Vision-language models for automated laboratory workflow documentation
Semester Project | EPFL AI Team | Fall 2025
A research collaboration between Annaelle Myriam Benlamri (MSc Data Science) and Marcus Hamelink (BSc Computer Science), supervised by Prof. Andrea Cavallaro.
Presented at: AMLD 2026 | Project Page: epflaiteam.ch/projects/iris
Manual documentation in laboratories is a tedious and error-prone task. IRIS addresses this by equipping researchers with a wearable camera that streams first-person video to a remote server, where a vision-language model generates structured logs of the procedure in near real-time.
The project was developed in two parallel research tracks, both using Qwen2.5-VL as a foundation but exploring different strategies for making it understand laboratory actions.

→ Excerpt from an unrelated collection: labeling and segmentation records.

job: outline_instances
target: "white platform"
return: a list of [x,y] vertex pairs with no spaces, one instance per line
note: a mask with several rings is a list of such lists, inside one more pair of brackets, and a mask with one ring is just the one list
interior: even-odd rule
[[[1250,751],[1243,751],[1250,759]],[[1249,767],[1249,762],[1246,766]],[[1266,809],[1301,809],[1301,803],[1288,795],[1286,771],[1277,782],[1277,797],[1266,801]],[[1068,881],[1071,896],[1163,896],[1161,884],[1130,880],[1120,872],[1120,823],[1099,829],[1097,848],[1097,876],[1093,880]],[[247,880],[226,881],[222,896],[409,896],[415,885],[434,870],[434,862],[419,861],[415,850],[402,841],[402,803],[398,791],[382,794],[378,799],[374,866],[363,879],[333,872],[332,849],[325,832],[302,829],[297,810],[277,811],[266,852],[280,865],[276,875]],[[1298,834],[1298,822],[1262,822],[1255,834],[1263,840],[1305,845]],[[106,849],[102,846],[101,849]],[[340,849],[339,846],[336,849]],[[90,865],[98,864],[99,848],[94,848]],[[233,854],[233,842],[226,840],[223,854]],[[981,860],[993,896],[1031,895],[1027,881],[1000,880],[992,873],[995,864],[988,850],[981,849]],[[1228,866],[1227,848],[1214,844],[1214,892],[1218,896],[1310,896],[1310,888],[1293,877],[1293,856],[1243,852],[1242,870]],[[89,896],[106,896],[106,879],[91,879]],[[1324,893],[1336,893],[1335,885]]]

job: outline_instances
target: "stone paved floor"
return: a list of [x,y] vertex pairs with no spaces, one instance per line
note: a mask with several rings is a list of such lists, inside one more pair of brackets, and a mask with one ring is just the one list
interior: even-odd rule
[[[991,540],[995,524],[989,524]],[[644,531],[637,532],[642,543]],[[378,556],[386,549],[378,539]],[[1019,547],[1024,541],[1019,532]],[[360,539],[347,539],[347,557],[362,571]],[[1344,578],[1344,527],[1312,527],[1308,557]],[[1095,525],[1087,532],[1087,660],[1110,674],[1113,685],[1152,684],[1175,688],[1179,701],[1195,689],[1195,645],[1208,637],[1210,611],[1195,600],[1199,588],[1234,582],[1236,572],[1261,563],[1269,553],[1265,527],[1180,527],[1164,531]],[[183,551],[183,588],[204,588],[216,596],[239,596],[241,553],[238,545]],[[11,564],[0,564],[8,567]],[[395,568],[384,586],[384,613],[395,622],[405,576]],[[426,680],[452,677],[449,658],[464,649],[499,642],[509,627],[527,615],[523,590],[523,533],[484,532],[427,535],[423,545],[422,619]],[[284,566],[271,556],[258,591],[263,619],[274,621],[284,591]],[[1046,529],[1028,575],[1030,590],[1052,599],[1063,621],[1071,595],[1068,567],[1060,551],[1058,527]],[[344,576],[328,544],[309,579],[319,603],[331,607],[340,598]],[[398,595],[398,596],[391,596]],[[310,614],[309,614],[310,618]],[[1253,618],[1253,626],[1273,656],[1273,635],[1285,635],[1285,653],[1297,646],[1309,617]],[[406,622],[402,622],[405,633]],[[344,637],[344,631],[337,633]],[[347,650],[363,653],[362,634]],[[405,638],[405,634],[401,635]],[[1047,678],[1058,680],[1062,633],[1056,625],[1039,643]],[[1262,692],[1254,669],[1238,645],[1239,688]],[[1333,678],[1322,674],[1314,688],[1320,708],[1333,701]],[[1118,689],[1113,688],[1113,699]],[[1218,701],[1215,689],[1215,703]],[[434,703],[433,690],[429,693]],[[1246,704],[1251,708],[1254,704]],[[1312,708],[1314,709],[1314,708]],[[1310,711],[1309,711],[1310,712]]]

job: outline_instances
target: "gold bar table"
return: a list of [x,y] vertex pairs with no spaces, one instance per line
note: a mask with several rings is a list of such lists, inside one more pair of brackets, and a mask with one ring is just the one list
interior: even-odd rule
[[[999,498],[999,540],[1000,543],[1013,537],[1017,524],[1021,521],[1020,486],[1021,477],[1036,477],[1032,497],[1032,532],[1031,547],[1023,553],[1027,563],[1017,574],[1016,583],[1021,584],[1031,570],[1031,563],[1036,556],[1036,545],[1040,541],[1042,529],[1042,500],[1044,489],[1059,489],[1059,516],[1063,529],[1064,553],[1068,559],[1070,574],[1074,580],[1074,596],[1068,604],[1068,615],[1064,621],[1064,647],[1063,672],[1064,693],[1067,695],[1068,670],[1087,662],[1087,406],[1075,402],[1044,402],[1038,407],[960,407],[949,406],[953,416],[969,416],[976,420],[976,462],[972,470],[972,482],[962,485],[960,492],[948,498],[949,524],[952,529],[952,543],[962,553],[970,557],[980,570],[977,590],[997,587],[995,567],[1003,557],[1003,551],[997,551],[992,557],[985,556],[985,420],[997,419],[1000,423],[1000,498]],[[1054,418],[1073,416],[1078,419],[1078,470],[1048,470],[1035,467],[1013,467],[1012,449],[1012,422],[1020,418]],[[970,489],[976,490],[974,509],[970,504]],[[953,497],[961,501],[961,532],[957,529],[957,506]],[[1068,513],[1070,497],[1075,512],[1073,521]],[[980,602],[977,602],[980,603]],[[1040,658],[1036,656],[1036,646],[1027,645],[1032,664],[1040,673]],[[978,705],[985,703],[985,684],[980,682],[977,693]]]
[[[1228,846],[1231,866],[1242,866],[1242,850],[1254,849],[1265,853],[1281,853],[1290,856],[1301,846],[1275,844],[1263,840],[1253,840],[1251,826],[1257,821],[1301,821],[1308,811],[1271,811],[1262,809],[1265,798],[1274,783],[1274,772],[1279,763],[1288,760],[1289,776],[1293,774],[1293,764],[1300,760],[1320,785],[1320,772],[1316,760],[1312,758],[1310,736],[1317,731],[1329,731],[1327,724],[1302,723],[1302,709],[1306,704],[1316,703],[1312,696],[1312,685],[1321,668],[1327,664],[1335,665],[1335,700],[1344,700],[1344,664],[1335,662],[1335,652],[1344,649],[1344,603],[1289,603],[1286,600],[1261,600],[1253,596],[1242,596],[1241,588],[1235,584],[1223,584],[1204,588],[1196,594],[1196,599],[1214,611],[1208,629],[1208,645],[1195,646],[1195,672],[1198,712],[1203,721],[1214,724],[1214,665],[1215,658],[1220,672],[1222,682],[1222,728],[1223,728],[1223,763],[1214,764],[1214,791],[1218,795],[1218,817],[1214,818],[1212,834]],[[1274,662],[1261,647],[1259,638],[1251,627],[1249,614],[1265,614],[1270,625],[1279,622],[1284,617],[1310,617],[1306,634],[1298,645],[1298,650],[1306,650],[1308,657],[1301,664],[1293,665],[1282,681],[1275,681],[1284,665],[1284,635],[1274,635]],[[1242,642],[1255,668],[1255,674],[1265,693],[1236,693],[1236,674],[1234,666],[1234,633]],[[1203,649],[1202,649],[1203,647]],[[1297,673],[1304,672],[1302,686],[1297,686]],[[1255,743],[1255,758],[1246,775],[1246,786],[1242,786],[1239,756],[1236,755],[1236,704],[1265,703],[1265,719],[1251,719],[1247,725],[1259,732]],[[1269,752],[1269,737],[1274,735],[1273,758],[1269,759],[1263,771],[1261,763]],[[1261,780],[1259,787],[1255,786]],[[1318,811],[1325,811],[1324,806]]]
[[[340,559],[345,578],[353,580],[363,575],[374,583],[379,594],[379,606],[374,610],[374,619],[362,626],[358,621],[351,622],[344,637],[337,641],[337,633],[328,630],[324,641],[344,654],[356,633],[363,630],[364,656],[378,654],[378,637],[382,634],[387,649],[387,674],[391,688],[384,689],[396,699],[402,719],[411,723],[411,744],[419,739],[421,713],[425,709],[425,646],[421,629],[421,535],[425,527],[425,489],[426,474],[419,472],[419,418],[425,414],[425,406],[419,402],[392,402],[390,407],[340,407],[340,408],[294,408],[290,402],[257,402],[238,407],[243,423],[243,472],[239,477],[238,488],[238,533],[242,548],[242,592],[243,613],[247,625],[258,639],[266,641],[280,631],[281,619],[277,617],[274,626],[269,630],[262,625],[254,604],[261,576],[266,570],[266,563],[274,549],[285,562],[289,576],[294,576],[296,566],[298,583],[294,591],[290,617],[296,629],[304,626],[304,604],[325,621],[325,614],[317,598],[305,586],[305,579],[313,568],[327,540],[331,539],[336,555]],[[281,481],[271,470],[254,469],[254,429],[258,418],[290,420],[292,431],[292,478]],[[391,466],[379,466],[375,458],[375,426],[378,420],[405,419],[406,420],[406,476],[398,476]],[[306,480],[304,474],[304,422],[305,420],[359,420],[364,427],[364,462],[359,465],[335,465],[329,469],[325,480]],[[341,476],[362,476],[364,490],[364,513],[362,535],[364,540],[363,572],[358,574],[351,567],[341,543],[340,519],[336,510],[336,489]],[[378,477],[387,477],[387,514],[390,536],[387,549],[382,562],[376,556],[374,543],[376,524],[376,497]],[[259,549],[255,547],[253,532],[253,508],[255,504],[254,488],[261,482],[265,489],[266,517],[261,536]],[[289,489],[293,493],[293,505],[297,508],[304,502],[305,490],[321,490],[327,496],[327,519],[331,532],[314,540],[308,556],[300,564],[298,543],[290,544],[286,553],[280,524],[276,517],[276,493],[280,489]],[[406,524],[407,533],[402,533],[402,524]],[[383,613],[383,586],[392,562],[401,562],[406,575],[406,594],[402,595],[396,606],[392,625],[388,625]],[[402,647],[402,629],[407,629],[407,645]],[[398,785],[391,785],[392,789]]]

The system was demonstrated on colony counting workflows at CHUV (Lausanne University Hospital), a procedure where researchers typically process over 30 petri dishes at a time, counting and manually transcribing results across hours of repetitive work.
The code for each track lives in sft-vlm-finetune/ (Marcus) and vlm_fusion/ (Annaelle), with the demo pipeline in src/iris/.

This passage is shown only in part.